Médecins Sans Frontières (MSF) says consistent reports from residents and community leaders of Rann in Borno state, shows that 170 people may have died in the accidental bombing by the Nigerian air force.

On Tuesday, an air force plane circled the community twice and dropped two bombs in the middle of Rann, which hosts thousands of internally displaced persons (IDP).

“Outside of what MSF teams have witnessed, consistent reports from residents and community leaders say as many as 170 people were killed,” the humanitarian organisation said.

It said an aid distribution was taking place at the time of the attack, and that the majority of the victims were women and children.

“This figure needs to be confirmed. The victims of this horrifying event deserve a transparent account of what happened and the circumstances in which this attack took place. Many of the survivors will need long-term care and support for the future,” Bruno Jochum, MSF general director, said in a statement on its website.

“People had sought safety in what they thought was a protected site – instead they were bombed by those who were meant to safeguard them.”

MSF added that the tragedy in Rann clearly illustrated the dire situation in Borno, where extremely vulnerable people “remain trapped in a cycle of daily violence between the Nigerian military and Boko Haram”.

It said the intense violence had led to the displacement of nearly three million people over the past few years, who are still in urgent need of protection and assistance.

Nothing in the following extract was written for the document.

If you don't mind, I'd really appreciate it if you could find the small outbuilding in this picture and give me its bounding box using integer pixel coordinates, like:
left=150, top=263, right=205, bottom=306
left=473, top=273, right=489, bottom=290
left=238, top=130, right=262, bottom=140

“The population continues to pay the price of a merciless conflict, where the war between Boko Haram and Nigerian military too often disregards the safety of civilians,” Jochum said.

“The people of Borno should be entitled to guarantees of protection and assistance. All parties to the conflict must ensure the safety of civilians, and we urge the Government of Nigeria to ensure the protection of its people.”

MSF first started working in Nigeria in 1996, and is one of the few organisations still able to operate in hard-to-reach areas of the country.